Bayangkan saja, seorang lelaki yang pandai melukis dengan bola mata cokelat jernih, hidung yang mancung layaknya orang Eropa, dan kulitnya yang berwarna kuning langsat seperti orang Asia, pasti dengan hal-hal yang seperti itu wanita mudah sekali jatuh hati, kan?
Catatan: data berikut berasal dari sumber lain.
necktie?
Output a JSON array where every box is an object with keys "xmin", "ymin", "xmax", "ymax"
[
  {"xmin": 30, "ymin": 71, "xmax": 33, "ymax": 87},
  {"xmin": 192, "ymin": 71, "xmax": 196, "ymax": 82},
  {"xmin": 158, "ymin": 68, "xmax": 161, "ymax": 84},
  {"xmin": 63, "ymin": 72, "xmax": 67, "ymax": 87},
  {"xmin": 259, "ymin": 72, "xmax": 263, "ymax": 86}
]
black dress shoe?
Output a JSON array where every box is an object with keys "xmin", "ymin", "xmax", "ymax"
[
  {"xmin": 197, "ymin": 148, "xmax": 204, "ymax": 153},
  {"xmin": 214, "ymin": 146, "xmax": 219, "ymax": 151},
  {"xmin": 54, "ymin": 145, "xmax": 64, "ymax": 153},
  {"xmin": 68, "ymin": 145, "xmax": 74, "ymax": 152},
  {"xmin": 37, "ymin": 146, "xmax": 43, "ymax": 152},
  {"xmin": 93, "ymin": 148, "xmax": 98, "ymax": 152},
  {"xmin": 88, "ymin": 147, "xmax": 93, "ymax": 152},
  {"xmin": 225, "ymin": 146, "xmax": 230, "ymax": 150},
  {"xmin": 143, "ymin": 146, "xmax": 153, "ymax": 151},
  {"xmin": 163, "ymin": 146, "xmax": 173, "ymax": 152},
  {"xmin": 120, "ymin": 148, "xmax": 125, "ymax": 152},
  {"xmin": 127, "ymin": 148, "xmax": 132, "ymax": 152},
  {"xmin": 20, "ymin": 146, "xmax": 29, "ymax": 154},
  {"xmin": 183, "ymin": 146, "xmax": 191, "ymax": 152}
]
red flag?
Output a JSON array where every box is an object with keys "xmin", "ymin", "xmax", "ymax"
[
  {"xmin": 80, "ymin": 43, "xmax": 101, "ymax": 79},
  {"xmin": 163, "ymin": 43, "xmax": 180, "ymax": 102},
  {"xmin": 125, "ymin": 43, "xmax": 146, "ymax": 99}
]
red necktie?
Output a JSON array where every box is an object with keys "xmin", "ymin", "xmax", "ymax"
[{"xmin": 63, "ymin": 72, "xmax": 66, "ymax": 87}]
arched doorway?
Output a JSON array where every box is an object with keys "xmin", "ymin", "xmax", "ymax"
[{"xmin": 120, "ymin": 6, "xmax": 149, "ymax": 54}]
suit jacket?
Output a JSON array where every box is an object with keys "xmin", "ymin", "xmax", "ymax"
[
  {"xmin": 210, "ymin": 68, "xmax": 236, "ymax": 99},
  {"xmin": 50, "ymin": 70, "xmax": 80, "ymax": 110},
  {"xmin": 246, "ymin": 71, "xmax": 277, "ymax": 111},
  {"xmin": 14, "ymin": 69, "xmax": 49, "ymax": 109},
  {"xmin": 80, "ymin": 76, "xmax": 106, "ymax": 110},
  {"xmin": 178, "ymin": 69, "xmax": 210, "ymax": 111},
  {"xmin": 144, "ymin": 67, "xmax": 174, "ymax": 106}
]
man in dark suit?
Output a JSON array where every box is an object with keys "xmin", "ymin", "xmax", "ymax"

Apalagi Kakak sangat ahli dalam bidang menabuh drum.
Mungkin orang-orang akan menganggapku sebagai adik yang paling beruntung.

“Sudah bilang Greyson, kan?” Tanya Kakak. Aku mengangguk dan kembali menatap layar ponselku. Berharap ada sebuah pesan singkat dari Greyson.

Doaku terkabul. Akhirnya sebuah pesan singkat datang menghiasi layar ponselku.

“I'll tell you how I get your number this night. At the beach :)x”

Senyum mengembang di wajahku dan dengan cepat langsung ku ketik beberapa deret kalimat balasan.

“Aw okay. Cant wait :)x”

Send. Lagi-lagi aku tersenyum, hingga akhirnya Kakak menyadarkanku dan mengajakku untuk cepat-cepat pergi ke acara penutupan pameran Kakak yang akan diselenggarakan di pantai. Ku rasa acara ini akan menjadi seperti sebuah pesta pantai yang mengasikkan.